Astronomer and data scientist at the Netherlands Institute for Space Research, Daniela Huppenkothen, said: "It's like having a huge new playground to explore. We can use artificial intelligence to solve problems that were previously unsolvable due to the high computational costs."
However, as Huppenkothen outlined in a recent preprint, incorporating artificial intelligence into the astronomical workflow also has its own trade-offs. Although AI models are efficient, they often operate in ways that scientists cannot fully understand.This opacity makes their debugging complex and also makes it difficult to determine how they introduce bias. Like all generative artificial intelligence, these models are prone to hallucinations, creating non-existent relationships, and finally reporting their conclusions with unwarranted confidence.
Hupeng Kessen said: "It is important to critically examine the role and failure of these models. Otherwise, we will view how the universe operates from a perspective that contradicts the facts."
Researchers are working to incorporate errors into the algorithm's response to explain new uncertainties. Some people believe that these tools can ensure an additional layer of review in the current publication and peer review process.
"As humans, we are naturally inclined to trust machines," said Viviana Acquaviva, an astrophysicist and data scientist at the City University of New York, who recently published a textbook on the application of machine learning in astronomy.
"We need to clearly demonstrate the results that are often not clearly explainable, while being very honest about our capabilities."Researchers have recognized the ethical consequences of introducing artificial intelligence, even in seemingly harmless environments such as astronomy.
For instance, if only specific institutions have access to the computational resources required to run these tools, these new artificial intelligence tools may perpetuate existing inequalities in the field.
Hu Pengkeson said that if astronomers reuse existing artificial intelligence models trained by companies for other purposes, they would "inherit many of the inherent moral and environmental issues within these models."
Galaf is working to address these issues.

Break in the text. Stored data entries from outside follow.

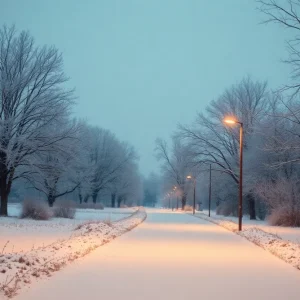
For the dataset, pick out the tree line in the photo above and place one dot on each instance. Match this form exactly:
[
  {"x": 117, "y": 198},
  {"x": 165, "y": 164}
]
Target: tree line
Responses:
[
  {"x": 271, "y": 121},
  {"x": 42, "y": 144}
]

The AstroAI models are all open-source and free. The organization will also provide assistance to adapt the models to different astronomical applications.

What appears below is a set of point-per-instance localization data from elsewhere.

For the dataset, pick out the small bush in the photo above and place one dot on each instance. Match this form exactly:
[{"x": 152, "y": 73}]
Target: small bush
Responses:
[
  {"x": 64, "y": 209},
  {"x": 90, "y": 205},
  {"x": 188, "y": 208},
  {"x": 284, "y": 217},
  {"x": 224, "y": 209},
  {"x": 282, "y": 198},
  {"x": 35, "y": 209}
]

She is also collaborating with the Berkman-Klein Center for Internet & Society at Harvard University to formally train an artificial intelligence ethics team and learn best practices to avoid biases.Scientists are still researching how the advent of artificial intelligence might impact astronomy. If AI models can propose entirely new ideas and provide scientists with new avenues for research, it will forever change the role astronomers play in deciphering the universe.
However, even if artificial intelligence remains merely an optimization tool, it will become a powerful weapon in the arsenal of cosmic exploration.
"Artificial intelligence will change the game," said Jia Laifu, "We can't rely on ourselves alone anymore."